Coleman has an extensive record working internationally. He was composer-in-residence at the American Academy in Berlin for 2013 and was the William Penn composer-in-residence at the American Academy in Rome in 2011. He has held residencies at Shofuso Japanese House (Philadelphia, 2009), Kunst Raum Sylt Quelle (Germany, 2008), Westwerk (Hamburg, 2007), Taipei Artists Village (2007), University of Lübeck (2005), House of World Cultures (Berlin, 2003/4), Takefu International Music Festival (2002) Spritzen Haus (Hamburg, 1995), and ASAP (Maine, 2000/1). In July 2005, he was composer-in-residence in at the Irtijal Festival in Beirut and in 2001, fellow of the Japan–United States Friendship Commission and lived in Japan for eight months. He has received four fellowships from the Illinois Arts Council (1992– 2000) and New Jersey State Arts Council (2008), as well as grants from the NEA, Arts Midwest, American Music Center, American Composers Forum, Philadelphia Music Project, and others. He has received commissions from Tom Buckner, Japan Society New York, PHACE, The Crossing, Network for New Music, Trio Accanto, Klangforum Wien, Chamber Music America, Ensemble 01, E–Mex Ensemble, NRW Culture Foundation, Renaissance Society, International House of Japan and Philadelphia, Chicago Cultural Center, Takefu Festival, HKW Berlin, Konzerthaus Wien, MaerzMusik, and the Ernst von Siemens Foundation.
Coleman has been a guest lecturer at many universities, including Chiao-Tung University, Taipei National University of the Arts (2007), and Hong Kong University (2009). His paintings, films, and musical scores have been widely exhibited, including shows at the Art Institute of Chicago (1984) and MCA Chicago (2000). His ongoing projects feature musicians from many parts of the globe. In 2001, with musicians from Japan and the United States, he created the Ensemble N_JP. Works such as Andolangen, Kyoto Naigai, Sendai Transmissions were composed for this group and explore music’s relationship with cinema and architecture. These and other projects have brought Coleman’s work to many audiences in Europe, Asia, and North America.
In the area of improvised music, he has played in concert with many important musicians, including Evan Parker, Derek Bailey, Roscoe Mitchell, William Parker, Taku Sugimoto, Kevin Drumm, Theo Bleckmann, and many others. He has recorded with Jim O’Rourke, Mats Gustaffson, Guillermo Gregorio, Tony Conrad, John Wolf Brennan, Gastr del Sol, Uchihashi Kazuhisa, Otomo Yoshihide, Sachiko M., and Franz Hautzinger.

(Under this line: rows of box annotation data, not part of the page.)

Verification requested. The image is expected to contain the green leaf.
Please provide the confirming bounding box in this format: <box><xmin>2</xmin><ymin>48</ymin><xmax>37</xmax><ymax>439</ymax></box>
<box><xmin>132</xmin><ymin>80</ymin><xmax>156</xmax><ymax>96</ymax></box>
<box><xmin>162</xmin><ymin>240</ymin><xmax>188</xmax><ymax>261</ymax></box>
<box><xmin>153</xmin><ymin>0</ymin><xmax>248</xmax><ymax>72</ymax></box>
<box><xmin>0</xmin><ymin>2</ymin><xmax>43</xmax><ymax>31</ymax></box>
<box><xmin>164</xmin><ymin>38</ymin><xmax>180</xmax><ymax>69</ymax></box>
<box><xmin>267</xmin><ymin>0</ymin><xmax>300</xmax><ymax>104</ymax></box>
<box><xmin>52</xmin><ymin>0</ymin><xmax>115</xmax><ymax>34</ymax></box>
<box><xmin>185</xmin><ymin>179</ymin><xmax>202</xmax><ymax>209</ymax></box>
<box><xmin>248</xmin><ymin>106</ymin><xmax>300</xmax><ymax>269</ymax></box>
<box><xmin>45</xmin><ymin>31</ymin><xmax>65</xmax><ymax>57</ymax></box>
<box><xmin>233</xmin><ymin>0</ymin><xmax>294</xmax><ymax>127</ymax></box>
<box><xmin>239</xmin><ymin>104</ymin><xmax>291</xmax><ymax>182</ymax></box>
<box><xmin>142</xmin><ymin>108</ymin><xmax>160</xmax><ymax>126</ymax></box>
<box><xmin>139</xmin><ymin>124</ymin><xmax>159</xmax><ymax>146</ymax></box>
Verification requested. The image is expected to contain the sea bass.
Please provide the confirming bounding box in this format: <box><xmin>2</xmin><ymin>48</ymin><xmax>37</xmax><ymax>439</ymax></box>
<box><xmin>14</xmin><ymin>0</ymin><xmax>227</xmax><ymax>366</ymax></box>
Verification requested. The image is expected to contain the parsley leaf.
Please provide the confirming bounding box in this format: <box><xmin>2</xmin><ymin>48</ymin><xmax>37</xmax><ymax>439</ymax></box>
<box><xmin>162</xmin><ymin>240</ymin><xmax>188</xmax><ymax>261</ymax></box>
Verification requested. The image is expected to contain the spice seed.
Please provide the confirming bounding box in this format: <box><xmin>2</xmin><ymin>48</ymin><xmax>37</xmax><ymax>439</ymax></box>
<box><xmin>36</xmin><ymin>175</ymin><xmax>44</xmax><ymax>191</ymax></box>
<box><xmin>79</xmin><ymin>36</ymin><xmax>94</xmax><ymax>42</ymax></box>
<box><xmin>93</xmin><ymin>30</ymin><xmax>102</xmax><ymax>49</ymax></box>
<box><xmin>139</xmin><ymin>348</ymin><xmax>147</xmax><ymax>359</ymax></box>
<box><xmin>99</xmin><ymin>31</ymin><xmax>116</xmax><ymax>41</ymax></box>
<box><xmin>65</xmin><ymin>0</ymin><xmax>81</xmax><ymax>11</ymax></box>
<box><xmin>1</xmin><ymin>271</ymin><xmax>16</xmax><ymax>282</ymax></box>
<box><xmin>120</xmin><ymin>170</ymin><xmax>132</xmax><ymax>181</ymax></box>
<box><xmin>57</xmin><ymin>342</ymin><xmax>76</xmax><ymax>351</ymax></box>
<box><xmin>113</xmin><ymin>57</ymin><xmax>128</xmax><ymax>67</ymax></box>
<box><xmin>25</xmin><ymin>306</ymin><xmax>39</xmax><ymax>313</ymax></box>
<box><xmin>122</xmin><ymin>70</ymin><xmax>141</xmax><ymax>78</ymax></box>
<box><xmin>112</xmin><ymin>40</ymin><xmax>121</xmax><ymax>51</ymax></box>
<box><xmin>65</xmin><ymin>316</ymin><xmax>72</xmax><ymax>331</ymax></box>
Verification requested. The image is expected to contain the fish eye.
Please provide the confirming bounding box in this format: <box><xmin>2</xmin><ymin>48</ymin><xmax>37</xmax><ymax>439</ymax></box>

His 2006 CD with Lebanese musician Raed Yassin was highly praised in The Wire, as was the 2010 release of his recording with the Rome based ensemble Ossatura.

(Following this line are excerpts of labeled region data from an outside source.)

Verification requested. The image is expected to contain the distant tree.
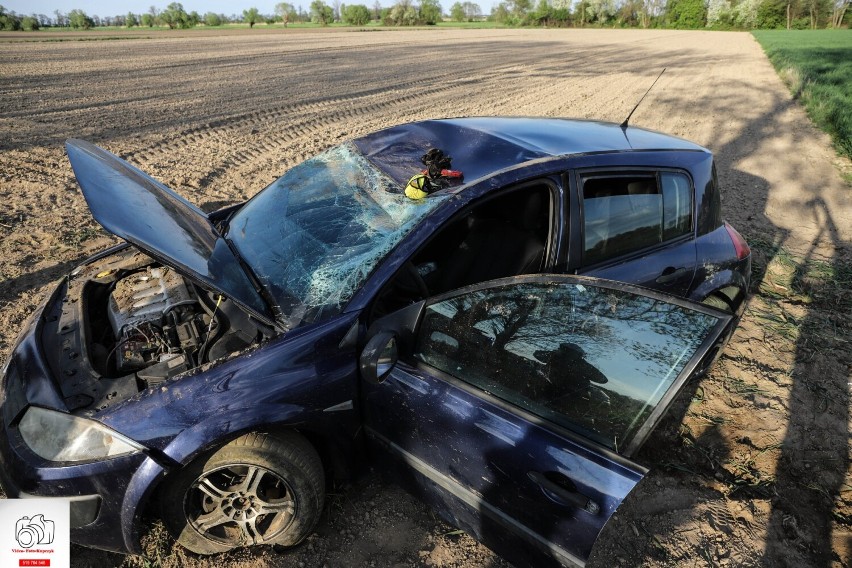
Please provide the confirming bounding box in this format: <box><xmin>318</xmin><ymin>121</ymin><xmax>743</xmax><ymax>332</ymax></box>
<box><xmin>68</xmin><ymin>10</ymin><xmax>95</xmax><ymax>30</ymax></box>
<box><xmin>243</xmin><ymin>8</ymin><xmax>260</xmax><ymax>28</ymax></box>
<box><xmin>732</xmin><ymin>0</ymin><xmax>761</xmax><ymax>25</ymax></box>
<box><xmin>21</xmin><ymin>16</ymin><xmax>39</xmax><ymax>32</ymax></box>
<box><xmin>204</xmin><ymin>12</ymin><xmax>222</xmax><ymax>27</ymax></box>
<box><xmin>0</xmin><ymin>6</ymin><xmax>21</xmax><ymax>31</ymax></box>
<box><xmin>756</xmin><ymin>0</ymin><xmax>787</xmax><ymax>25</ymax></box>
<box><xmin>462</xmin><ymin>2</ymin><xmax>482</xmax><ymax>22</ymax></box>
<box><xmin>343</xmin><ymin>4</ymin><xmax>370</xmax><ymax>22</ymax></box>
<box><xmin>275</xmin><ymin>2</ymin><xmax>296</xmax><ymax>24</ymax></box>
<box><xmin>491</xmin><ymin>2</ymin><xmax>512</xmax><ymax>24</ymax></box>
<box><xmin>160</xmin><ymin>2</ymin><xmax>195</xmax><ymax>30</ymax></box>
<box><xmin>831</xmin><ymin>0</ymin><xmax>850</xmax><ymax>28</ymax></box>
<box><xmin>418</xmin><ymin>0</ymin><xmax>443</xmax><ymax>22</ymax></box>
<box><xmin>382</xmin><ymin>0</ymin><xmax>419</xmax><ymax>26</ymax></box>
<box><xmin>507</xmin><ymin>0</ymin><xmax>532</xmax><ymax>22</ymax></box>
<box><xmin>311</xmin><ymin>0</ymin><xmax>334</xmax><ymax>26</ymax></box>
<box><xmin>666</xmin><ymin>0</ymin><xmax>704</xmax><ymax>25</ymax></box>
<box><xmin>532</xmin><ymin>0</ymin><xmax>553</xmax><ymax>22</ymax></box>
<box><xmin>707</xmin><ymin>0</ymin><xmax>734</xmax><ymax>28</ymax></box>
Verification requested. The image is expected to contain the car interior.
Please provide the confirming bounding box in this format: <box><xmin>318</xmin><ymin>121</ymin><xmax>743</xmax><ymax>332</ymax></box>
<box><xmin>370</xmin><ymin>182</ymin><xmax>553</xmax><ymax>320</ymax></box>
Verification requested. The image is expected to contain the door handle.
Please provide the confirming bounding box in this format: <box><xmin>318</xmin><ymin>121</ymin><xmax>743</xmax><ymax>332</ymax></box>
<box><xmin>527</xmin><ymin>471</ymin><xmax>601</xmax><ymax>515</ymax></box>
<box><xmin>654</xmin><ymin>266</ymin><xmax>689</xmax><ymax>284</ymax></box>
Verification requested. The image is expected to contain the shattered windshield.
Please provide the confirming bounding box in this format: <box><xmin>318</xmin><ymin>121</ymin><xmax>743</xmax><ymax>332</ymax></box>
<box><xmin>227</xmin><ymin>143</ymin><xmax>446</xmax><ymax>325</ymax></box>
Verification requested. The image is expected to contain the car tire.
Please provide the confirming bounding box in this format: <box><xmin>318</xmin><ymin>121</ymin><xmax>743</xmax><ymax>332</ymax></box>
<box><xmin>161</xmin><ymin>432</ymin><xmax>325</xmax><ymax>554</ymax></box>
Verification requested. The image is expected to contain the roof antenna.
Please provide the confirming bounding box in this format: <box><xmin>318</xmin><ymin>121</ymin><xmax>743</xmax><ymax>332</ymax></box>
<box><xmin>621</xmin><ymin>67</ymin><xmax>666</xmax><ymax>130</ymax></box>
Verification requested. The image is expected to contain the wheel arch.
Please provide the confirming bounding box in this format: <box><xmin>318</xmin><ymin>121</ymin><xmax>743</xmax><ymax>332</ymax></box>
<box><xmin>122</xmin><ymin>405</ymin><xmax>351</xmax><ymax>554</ymax></box>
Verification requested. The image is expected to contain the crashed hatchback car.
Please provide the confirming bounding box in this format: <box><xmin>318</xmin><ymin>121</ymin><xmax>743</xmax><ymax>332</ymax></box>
<box><xmin>0</xmin><ymin>118</ymin><xmax>750</xmax><ymax>566</ymax></box>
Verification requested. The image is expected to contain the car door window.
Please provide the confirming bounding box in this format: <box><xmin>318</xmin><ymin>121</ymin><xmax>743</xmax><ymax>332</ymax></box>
<box><xmin>415</xmin><ymin>282</ymin><xmax>719</xmax><ymax>451</ymax></box>
<box><xmin>582</xmin><ymin>172</ymin><xmax>692</xmax><ymax>264</ymax></box>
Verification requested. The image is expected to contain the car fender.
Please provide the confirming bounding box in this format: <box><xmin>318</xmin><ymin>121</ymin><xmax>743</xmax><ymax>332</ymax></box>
<box><xmin>122</xmin><ymin>404</ymin><xmax>313</xmax><ymax>554</ymax></box>
<box><xmin>689</xmin><ymin>266</ymin><xmax>748</xmax><ymax>312</ymax></box>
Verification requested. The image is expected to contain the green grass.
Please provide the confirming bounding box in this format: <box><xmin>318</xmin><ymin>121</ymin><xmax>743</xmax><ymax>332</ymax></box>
<box><xmin>752</xmin><ymin>30</ymin><xmax>852</xmax><ymax>158</ymax></box>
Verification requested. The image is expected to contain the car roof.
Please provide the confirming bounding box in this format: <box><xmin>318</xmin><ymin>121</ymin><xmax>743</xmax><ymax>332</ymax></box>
<box><xmin>353</xmin><ymin>117</ymin><xmax>707</xmax><ymax>184</ymax></box>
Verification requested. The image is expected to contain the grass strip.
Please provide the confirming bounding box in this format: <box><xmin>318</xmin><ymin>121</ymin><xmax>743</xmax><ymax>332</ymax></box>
<box><xmin>752</xmin><ymin>30</ymin><xmax>852</xmax><ymax>159</ymax></box>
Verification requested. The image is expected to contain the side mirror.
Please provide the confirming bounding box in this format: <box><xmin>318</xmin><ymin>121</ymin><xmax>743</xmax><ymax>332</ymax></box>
<box><xmin>360</xmin><ymin>331</ymin><xmax>399</xmax><ymax>385</ymax></box>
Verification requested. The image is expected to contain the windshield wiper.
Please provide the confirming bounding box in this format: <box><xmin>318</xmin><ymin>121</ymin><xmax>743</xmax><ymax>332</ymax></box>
<box><xmin>222</xmin><ymin>233</ymin><xmax>281</xmax><ymax>322</ymax></box>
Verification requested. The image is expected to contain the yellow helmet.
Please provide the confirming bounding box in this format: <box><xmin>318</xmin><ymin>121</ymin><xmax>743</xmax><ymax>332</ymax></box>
<box><xmin>405</xmin><ymin>174</ymin><xmax>429</xmax><ymax>199</ymax></box>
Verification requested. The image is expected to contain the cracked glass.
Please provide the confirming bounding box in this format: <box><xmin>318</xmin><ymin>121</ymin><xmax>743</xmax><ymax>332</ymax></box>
<box><xmin>227</xmin><ymin>143</ymin><xmax>447</xmax><ymax>327</ymax></box>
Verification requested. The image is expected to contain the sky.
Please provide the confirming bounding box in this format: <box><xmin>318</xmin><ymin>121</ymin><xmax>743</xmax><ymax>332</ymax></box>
<box><xmin>0</xmin><ymin>0</ymin><xmax>497</xmax><ymax>18</ymax></box>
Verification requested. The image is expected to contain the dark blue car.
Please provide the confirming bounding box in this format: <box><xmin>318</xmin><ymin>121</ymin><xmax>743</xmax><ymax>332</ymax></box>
<box><xmin>0</xmin><ymin>118</ymin><xmax>750</xmax><ymax>566</ymax></box>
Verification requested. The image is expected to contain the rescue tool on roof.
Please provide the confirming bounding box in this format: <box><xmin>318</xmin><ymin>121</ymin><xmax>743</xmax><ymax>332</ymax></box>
<box><xmin>405</xmin><ymin>148</ymin><xmax>464</xmax><ymax>199</ymax></box>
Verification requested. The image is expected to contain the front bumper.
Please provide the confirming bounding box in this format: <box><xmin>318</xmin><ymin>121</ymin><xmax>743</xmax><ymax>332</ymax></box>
<box><xmin>0</xmin><ymin>398</ymin><xmax>147</xmax><ymax>553</ymax></box>
<box><xmin>0</xmin><ymin>284</ymin><xmax>151</xmax><ymax>553</ymax></box>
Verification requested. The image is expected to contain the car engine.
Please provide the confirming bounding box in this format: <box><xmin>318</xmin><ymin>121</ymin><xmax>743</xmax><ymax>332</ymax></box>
<box><xmin>42</xmin><ymin>247</ymin><xmax>270</xmax><ymax>410</ymax></box>
<box><xmin>107</xmin><ymin>267</ymin><xmax>207</xmax><ymax>383</ymax></box>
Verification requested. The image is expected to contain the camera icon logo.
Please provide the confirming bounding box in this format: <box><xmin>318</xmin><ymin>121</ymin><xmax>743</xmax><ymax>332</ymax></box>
<box><xmin>15</xmin><ymin>515</ymin><xmax>55</xmax><ymax>548</ymax></box>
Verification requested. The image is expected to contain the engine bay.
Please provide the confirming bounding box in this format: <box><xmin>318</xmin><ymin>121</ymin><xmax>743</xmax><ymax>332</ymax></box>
<box><xmin>42</xmin><ymin>247</ymin><xmax>270</xmax><ymax>412</ymax></box>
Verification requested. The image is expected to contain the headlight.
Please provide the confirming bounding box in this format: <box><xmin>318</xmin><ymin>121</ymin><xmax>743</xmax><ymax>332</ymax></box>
<box><xmin>18</xmin><ymin>406</ymin><xmax>142</xmax><ymax>462</ymax></box>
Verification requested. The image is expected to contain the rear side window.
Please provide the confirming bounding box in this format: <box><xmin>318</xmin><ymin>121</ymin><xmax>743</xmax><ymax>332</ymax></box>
<box><xmin>582</xmin><ymin>172</ymin><xmax>693</xmax><ymax>264</ymax></box>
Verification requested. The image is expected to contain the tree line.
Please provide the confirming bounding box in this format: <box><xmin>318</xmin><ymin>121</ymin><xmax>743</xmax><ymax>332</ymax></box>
<box><xmin>0</xmin><ymin>0</ymin><xmax>852</xmax><ymax>31</ymax></box>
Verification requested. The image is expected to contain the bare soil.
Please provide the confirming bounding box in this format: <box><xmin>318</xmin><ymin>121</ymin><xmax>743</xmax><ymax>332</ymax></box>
<box><xmin>0</xmin><ymin>29</ymin><xmax>852</xmax><ymax>568</ymax></box>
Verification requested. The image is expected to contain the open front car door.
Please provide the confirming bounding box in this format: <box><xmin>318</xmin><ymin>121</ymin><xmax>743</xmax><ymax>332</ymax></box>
<box><xmin>361</xmin><ymin>275</ymin><xmax>733</xmax><ymax>566</ymax></box>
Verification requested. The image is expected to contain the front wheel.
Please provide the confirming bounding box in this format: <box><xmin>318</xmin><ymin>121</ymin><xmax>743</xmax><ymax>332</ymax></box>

Gene Coleman has worked as a director of new music programmes and festivals. In 2007 he collaborated with the US State Department and Kennedy Center on the Tabadol Project, an ambitious concert and outreach project with five Lebanese musicians in six US cities. Since 2000 he has been the artistic director of Soundfield, a producing organisation with operations in Philadelphia and internationally. He was artistic director and guest composer for Transonic, an innovative festival about globalization and new music at the Haus der Kulturen der Welt Berlin in 2003 and 2004. In 1997 he organised a festival in Chicago of music by the German composer Helmut Lachenmann in collaboration with the Goethe-Institut. Gene Coleman is the director of Ensemble Noamnesia, a new music group he founded in 1987. Under his direction, the group has worked with many well-known composers, including Salvatore Sciarrino, George Crumb, Chao-Ming Tung, Luc Ferrari, Helmut Lachenmann, Vinko Globokar, Yuji Takahashi, Otomo Yoshihide, Malcolm Goldstein, Burkhard Stangl, Alvin Curran, Michael Maierhof, Gerhard Staebler, Kunsu Shim, Mathias Spahlinger, and many others.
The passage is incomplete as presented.